TMCOne, for example, opened a medical clinic in a former video store.

Another 356,600 square feet of retail space are being built in the region, particularly on the south, southwest and northwest areas.

Multi-family

What may be good for apartment owners won't be good for tenants. They are likely to see continued rent increases and new owners.

Vacancies in multi-family units fell to six percent in the third quarter, compared with 10 percent in the same period in 2012. As empty units become scarcer, rents rise. Average monthly rents, excluding utilities, have risen from about $630 to $680 over those four years.

Occupancy improved everywhere in metro Tucson except for the southeast, which saw its vacancy climb to 14 percent. The third quarter, of course, always sees more tenants as university and college students return.

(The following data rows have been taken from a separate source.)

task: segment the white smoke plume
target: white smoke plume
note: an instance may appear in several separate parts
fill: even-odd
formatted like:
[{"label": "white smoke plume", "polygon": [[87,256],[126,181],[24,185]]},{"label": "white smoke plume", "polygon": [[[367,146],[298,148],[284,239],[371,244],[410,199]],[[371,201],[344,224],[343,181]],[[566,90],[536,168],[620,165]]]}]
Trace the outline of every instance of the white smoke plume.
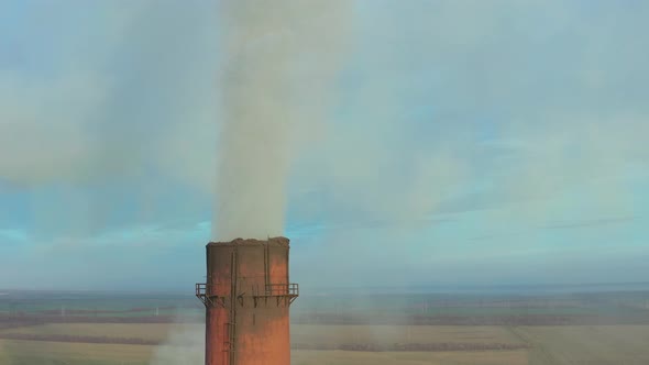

But tenants may begin to see their units changing ownership more often as investors become drawn to the stronger rental market.

A Cushman & Wakefield report said Tucson has become a seller's market "as inventory remains very low and demand is extremely high. Many investors express desire to close by year end, over election year uncertainty. We anticipate expansion of investor interest, as Tucson is just beginning to see significant growth."